While this is not an issue on colder days, we need cooler nights during heat waves to cool down buildings from the inside (by opening windows) as well as outside (by cooling down heated-up walls).
Most challenging are so-called "tropical nights," when nighttime temperatures remain above 20 degrees Celsius all night. Summer 2022 saw 8-11 such nights at our sensor network's "urban gray" locations. Green areas were less affected, especially those with forests nearby. Here, only a few or even no tropical nights were recorded.
Our measurements confirm that trees and green spaces are not only essential for providing shade and mental relief during the day, but also for providing cooler spaces at night, which can help cool down nearby apartments and office spaces.
Live measurements from SEI Tallinn's network are now publicly accessible. Researchers evaluate the data to improve understanding of the interplay of gray and green spaces in urban areas. With data continuously generated every 15 minutes, we start gaining much deeper insight into Tallinn's climate features, can judge the value of green spaces and will be able to give recommendations to ease urban pressure on Tallinn's city climate.

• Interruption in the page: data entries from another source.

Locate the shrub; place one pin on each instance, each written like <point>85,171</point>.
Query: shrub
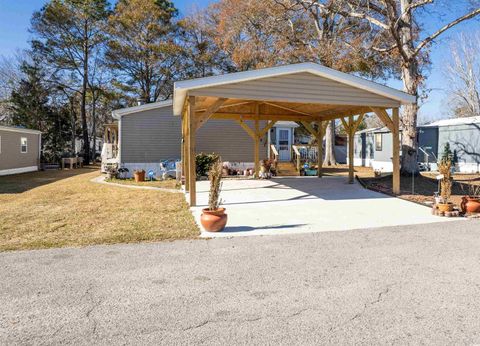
<point>203,163</point>
<point>215,177</point>
<point>444,168</point>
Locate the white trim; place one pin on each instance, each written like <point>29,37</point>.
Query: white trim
<point>277,145</point>
<point>19,129</point>
<point>181,88</point>
<point>21,145</point>
<point>119,140</point>
<point>118,113</point>
<point>18,170</point>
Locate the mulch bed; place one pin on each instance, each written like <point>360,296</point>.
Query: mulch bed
<point>424,187</point>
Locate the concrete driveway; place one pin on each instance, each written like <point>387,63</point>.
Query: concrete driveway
<point>403,285</point>
<point>291,205</point>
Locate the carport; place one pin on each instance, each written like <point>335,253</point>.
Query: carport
<point>307,93</point>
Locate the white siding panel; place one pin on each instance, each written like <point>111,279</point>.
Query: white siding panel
<point>152,136</point>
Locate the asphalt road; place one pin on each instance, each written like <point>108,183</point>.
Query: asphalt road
<point>405,285</point>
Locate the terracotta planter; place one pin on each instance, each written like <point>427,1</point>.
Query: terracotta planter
<point>213,220</point>
<point>139,176</point>
<point>445,207</point>
<point>470,204</point>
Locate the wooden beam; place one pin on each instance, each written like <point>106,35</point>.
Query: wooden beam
<point>321,129</point>
<point>396,151</point>
<point>345,125</point>
<point>203,118</point>
<point>287,108</point>
<point>350,149</point>
<point>383,115</point>
<point>358,122</point>
<point>264,131</point>
<point>257,150</point>
<point>310,129</point>
<point>192,170</point>
<point>182,148</point>
<point>251,116</point>
<point>187,147</point>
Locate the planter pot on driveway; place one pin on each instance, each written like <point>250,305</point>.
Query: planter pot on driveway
<point>213,220</point>
<point>471,204</point>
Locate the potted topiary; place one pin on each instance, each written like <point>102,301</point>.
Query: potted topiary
<point>122,172</point>
<point>471,202</point>
<point>444,167</point>
<point>139,175</point>
<point>111,171</point>
<point>213,218</point>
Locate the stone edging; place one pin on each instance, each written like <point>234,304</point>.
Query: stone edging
<point>101,180</point>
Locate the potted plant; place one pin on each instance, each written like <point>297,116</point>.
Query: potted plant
<point>111,171</point>
<point>139,175</point>
<point>213,218</point>
<point>471,202</point>
<point>444,168</point>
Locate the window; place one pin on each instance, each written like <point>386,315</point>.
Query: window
<point>378,142</point>
<point>23,144</point>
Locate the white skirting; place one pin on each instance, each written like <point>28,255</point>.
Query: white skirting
<point>18,170</point>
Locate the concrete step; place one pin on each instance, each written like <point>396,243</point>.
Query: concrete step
<point>286,169</point>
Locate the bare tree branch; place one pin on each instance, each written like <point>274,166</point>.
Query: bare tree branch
<point>430,38</point>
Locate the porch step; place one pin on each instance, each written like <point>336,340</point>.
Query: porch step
<point>286,169</point>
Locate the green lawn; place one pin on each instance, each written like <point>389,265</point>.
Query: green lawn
<point>64,208</point>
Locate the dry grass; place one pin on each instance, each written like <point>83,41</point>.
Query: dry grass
<point>64,208</point>
<point>165,184</point>
<point>422,187</point>
<point>342,170</point>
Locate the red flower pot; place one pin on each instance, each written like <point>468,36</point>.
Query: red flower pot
<point>470,204</point>
<point>213,220</point>
<point>139,176</point>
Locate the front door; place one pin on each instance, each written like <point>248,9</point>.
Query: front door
<point>284,138</point>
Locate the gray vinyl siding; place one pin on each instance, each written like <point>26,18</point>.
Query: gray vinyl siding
<point>300,87</point>
<point>364,146</point>
<point>228,139</point>
<point>11,156</point>
<point>152,136</point>
<point>464,142</point>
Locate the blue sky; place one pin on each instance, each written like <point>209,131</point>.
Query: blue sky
<point>15,20</point>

Surface sealing increasing
We can already tell from this summer's measurements that the sensors will give city planners and other urban decision-makers reason to expand green spaces beyond current extensions and add greenery to streets, parking lots and living and working quarters, especially near the city center.

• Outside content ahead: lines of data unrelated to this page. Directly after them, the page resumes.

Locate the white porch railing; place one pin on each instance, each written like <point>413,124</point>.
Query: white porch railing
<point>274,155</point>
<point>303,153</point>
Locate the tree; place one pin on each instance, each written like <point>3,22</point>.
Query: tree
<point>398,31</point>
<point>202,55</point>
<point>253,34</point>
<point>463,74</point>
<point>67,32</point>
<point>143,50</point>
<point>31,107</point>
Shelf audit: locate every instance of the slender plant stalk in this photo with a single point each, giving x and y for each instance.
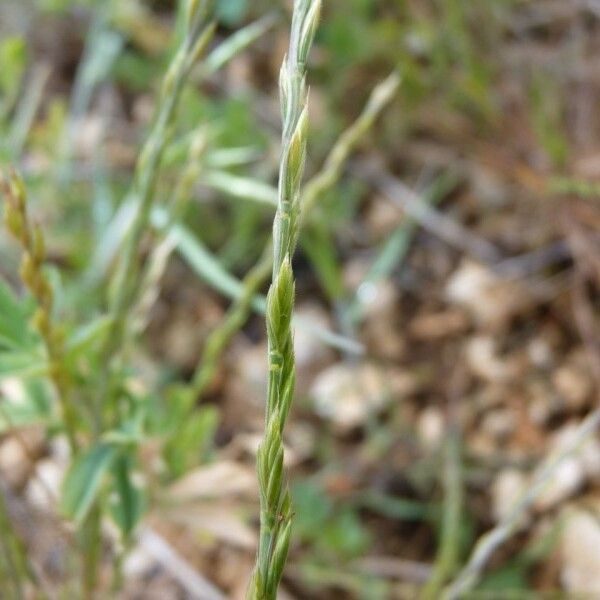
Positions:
(165, 243)
(380, 97)
(275, 504)
(233, 321)
(15, 553)
(447, 556)
(31, 239)
(314, 189)
(126, 283)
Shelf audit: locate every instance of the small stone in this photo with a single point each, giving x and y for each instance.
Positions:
(431, 427)
(499, 423)
(348, 393)
(490, 300)
(308, 349)
(573, 381)
(483, 359)
(14, 462)
(17, 453)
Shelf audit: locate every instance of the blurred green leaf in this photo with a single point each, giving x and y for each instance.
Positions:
(84, 479)
(14, 330)
(191, 439)
(231, 12)
(13, 58)
(129, 502)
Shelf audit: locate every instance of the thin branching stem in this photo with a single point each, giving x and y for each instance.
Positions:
(126, 280)
(493, 539)
(314, 189)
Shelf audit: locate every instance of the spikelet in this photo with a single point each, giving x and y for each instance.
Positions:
(276, 515)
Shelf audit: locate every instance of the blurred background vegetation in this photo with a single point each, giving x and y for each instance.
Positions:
(448, 284)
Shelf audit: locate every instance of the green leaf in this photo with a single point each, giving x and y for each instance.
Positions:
(87, 335)
(13, 56)
(191, 439)
(231, 12)
(129, 502)
(22, 364)
(84, 479)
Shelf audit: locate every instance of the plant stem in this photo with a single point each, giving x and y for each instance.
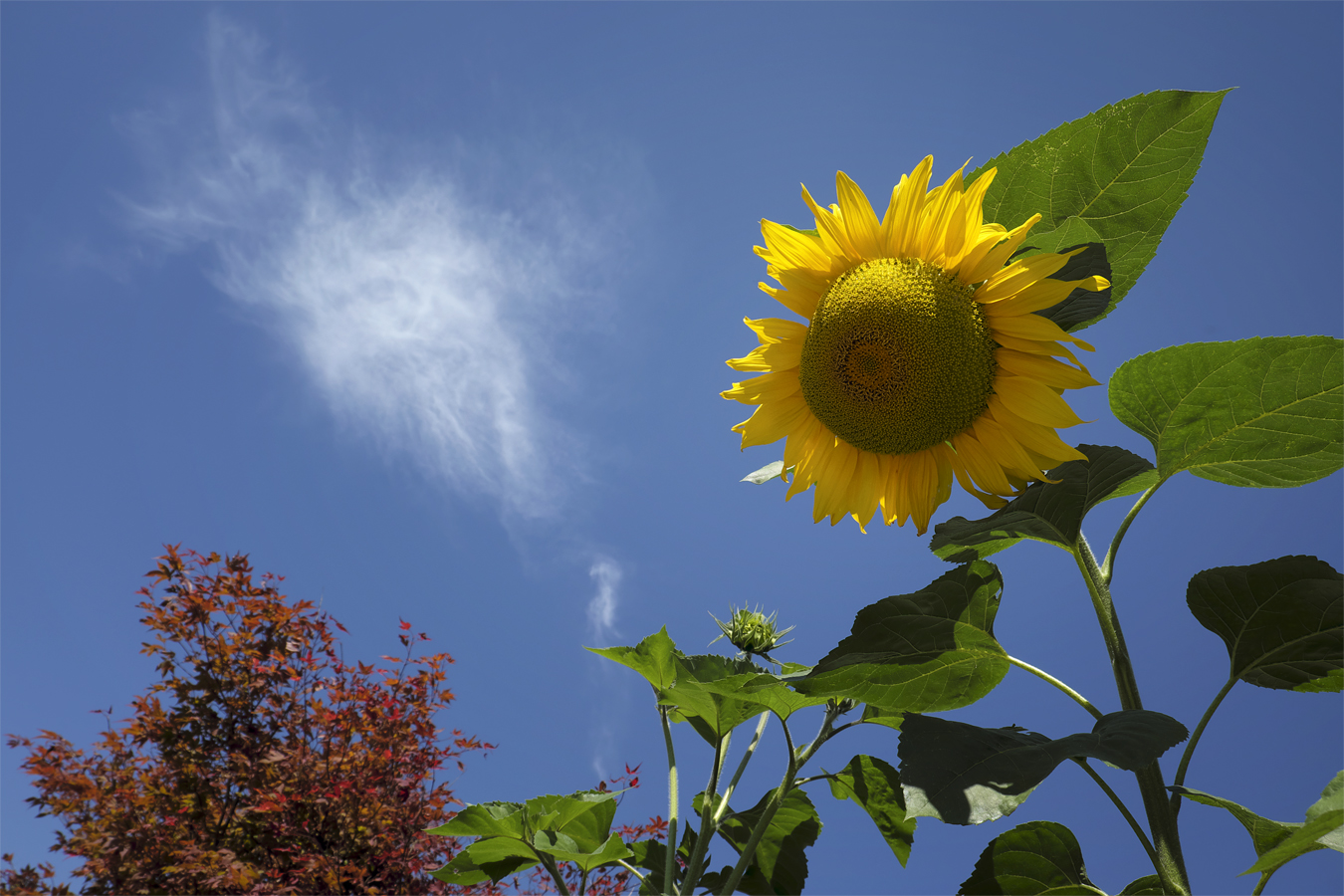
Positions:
(1108, 565)
(1162, 821)
(1082, 702)
(1194, 739)
(669, 866)
(746, 758)
(1122, 807)
(797, 758)
(702, 841)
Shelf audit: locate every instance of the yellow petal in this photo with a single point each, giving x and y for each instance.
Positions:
(1033, 402)
(859, 218)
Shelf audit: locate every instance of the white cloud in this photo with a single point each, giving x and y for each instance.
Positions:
(419, 314)
(606, 573)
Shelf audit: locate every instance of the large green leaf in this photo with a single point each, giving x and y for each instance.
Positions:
(1282, 621)
(876, 787)
(1124, 171)
(1081, 307)
(711, 712)
(1265, 412)
(1050, 512)
(920, 652)
(967, 776)
(1277, 842)
(780, 856)
(652, 658)
(1036, 857)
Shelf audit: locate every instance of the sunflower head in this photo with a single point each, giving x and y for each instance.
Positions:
(921, 360)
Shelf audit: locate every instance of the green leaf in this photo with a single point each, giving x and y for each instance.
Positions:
(491, 858)
(780, 854)
(1081, 307)
(967, 776)
(1124, 171)
(876, 787)
(767, 473)
(564, 849)
(920, 652)
(1147, 885)
(1036, 857)
(710, 712)
(1262, 412)
(1050, 512)
(652, 658)
(1282, 621)
(1278, 842)
(484, 819)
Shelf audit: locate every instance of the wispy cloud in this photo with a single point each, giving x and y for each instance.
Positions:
(418, 311)
(606, 573)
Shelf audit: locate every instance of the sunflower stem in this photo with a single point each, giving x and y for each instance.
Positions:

Tallinn is the European Green Capital 2023. While it strives to make green spaces more accessible for its people, surface-sealing by housing and infrastructure development is continuing and even increasing. This sustains and increases the effects that the urban space has on the city climate.

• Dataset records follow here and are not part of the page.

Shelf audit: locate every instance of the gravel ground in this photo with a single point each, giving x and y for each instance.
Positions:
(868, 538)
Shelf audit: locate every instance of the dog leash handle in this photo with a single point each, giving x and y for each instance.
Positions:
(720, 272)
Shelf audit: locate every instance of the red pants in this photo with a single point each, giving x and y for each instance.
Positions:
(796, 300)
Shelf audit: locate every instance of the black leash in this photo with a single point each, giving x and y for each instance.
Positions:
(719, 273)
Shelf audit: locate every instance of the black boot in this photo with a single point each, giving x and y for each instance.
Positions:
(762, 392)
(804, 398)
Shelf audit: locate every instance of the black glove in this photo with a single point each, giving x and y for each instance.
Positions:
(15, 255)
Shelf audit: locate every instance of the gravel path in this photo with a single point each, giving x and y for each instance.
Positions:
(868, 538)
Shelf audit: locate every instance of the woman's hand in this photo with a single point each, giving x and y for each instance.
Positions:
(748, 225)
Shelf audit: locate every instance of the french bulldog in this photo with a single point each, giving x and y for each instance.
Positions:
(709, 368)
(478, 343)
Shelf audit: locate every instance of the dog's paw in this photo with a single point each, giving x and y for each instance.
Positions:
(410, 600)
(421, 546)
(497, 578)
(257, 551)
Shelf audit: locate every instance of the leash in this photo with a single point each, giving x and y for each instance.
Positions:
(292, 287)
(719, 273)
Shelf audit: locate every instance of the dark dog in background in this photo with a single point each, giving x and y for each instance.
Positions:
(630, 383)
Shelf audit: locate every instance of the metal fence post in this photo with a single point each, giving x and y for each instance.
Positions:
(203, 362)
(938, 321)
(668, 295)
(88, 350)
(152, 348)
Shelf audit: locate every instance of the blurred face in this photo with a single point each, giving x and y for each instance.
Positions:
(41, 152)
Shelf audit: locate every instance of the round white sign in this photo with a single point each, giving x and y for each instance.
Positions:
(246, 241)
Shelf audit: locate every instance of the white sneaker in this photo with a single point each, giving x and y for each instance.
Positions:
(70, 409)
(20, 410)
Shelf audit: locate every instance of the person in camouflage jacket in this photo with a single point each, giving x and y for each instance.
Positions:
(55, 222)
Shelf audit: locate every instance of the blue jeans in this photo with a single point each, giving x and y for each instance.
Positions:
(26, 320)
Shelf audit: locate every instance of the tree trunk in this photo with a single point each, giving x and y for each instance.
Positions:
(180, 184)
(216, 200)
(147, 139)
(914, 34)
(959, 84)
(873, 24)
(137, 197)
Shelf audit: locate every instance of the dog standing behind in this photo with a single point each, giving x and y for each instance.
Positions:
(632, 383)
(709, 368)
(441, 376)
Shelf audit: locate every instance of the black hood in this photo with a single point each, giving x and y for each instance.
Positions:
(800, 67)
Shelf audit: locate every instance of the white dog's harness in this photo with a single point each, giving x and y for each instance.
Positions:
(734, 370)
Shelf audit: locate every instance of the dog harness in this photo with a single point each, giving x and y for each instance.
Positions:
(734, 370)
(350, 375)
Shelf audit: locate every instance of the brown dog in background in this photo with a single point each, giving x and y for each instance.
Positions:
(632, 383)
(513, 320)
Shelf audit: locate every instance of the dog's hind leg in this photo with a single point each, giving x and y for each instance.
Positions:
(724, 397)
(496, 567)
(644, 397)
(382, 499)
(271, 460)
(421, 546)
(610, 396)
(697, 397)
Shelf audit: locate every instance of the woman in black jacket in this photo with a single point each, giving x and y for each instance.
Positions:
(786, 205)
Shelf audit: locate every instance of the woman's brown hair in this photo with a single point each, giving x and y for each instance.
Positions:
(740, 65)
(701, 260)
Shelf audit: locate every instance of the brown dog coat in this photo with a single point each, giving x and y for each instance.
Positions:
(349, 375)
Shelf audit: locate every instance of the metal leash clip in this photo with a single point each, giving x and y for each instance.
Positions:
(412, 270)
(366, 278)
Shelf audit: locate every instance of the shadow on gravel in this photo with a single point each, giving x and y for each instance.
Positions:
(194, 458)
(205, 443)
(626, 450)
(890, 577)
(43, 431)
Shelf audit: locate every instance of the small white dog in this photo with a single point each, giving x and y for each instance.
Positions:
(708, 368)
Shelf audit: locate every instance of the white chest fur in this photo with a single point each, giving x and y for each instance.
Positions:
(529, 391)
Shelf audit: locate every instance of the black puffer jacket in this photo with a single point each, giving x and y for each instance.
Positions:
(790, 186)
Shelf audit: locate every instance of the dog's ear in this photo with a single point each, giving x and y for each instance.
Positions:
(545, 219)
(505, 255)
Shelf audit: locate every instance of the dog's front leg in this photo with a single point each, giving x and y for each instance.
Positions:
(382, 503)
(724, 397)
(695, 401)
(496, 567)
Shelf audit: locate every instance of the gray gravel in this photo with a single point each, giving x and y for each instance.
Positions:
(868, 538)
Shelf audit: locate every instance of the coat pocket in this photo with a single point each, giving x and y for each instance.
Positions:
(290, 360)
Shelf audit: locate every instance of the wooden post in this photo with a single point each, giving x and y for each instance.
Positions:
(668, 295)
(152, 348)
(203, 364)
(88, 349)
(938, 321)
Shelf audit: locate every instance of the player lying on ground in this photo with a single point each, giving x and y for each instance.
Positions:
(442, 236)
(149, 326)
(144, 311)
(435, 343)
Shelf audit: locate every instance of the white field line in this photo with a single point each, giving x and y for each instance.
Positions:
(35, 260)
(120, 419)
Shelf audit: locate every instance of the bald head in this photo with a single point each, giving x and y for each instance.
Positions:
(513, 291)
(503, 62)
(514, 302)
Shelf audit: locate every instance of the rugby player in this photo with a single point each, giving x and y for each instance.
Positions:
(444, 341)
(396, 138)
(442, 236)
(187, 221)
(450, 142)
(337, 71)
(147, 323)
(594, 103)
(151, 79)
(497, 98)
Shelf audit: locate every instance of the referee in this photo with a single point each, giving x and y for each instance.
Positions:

On the other hand, Tallinn is investing in a green band formed by the so-called Pollinator Highway, an old railway track now turned into a green and publicly open space. The guiding principle of the Pollinator Highway is to preserve and increase biodiversity by supporting pollinators feeding from the blossoms around them while offering diverse opportunities for leisure activities and environmentally friendly urban mobility. Moreover, the track supports social inclusion by passing through socioeconomically diverse areas.
The Pollinator Highway is a good example with which to demonstrate the climatic value of green spaces to city officials, planners and the general public in order to increase awareness and impact future city planning.
As the European Green Capital next year, eyes will be on Tallinn either way. This is a good opportunity to make densely built-up areas of the city greener, change the way of thinking behind city planning and give nature a place even in the city center.
Andreas Hoy is a senior expert in climatology and leads the climate, energy and atmosphere program at the Tallinn Center of the Stockholm Environment Institute (SEI Tallinn). This article was originally written in the context of the B.Green project, which supports green infrastructure solutions to help cities reach and upgrade their climate change adaptation and mitigation goals.